At the scale that matters—128K tokens with `w = 4096`—full causal computes ~8.2 billion scores. Sliding window computes ~524 million. A 16x reduction.

"But what about long-range dependencies?" Remember from the lesson: stacked layers of local attention propagate information across the full context through the residual stream. Layer 1 propagates information from position 1 to ~4096, layer 2 from ~4096 to ~8192, and by layer 13 information from position 1 has reached position 50,000.

---

## Exercise 3: GQA Forward Pass (Supported)
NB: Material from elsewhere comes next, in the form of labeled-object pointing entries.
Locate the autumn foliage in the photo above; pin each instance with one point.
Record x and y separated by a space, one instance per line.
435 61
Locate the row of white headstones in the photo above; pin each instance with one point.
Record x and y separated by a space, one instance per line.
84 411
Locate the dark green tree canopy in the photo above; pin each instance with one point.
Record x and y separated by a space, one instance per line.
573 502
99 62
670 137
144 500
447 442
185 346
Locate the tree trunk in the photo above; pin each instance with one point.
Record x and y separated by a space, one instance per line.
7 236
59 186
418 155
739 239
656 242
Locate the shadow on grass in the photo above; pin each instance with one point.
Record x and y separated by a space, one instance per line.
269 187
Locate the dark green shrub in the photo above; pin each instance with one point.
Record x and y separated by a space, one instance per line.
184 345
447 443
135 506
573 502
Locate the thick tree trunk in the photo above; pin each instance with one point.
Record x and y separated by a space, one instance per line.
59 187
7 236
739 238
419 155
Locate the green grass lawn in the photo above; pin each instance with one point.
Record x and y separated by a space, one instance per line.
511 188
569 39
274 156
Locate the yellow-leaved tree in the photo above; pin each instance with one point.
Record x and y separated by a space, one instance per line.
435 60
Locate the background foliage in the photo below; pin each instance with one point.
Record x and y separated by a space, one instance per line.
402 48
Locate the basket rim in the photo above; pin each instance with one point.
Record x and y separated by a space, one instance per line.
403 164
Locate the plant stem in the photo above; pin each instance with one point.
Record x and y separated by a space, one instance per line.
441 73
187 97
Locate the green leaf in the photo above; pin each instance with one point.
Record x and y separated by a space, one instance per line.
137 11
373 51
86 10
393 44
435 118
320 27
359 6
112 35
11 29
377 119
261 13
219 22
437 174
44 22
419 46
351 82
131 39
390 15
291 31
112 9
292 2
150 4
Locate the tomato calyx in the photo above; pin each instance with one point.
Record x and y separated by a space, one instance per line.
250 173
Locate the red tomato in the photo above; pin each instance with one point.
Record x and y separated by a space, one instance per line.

The third long-context barrier is KV cache memory. In standard multi-head attention (MHA), every head has its own K and V projections—and its own K/V cache during generation. GQA shares K/V across groups of Q heads: 8 Q heads might share 2 K/V heads, giving a 4x reduction in KV cache memory while preserving query diversity.

In this exercise, you'll:
1. Implement a GQA forward pass with `n_heads=8` and `n_kv_heads=2`
2. Run it on a sample input and verify the output shape
3. Compare KV cache sizes: MHA (8 KV heads) vs GQA (2 KV heads)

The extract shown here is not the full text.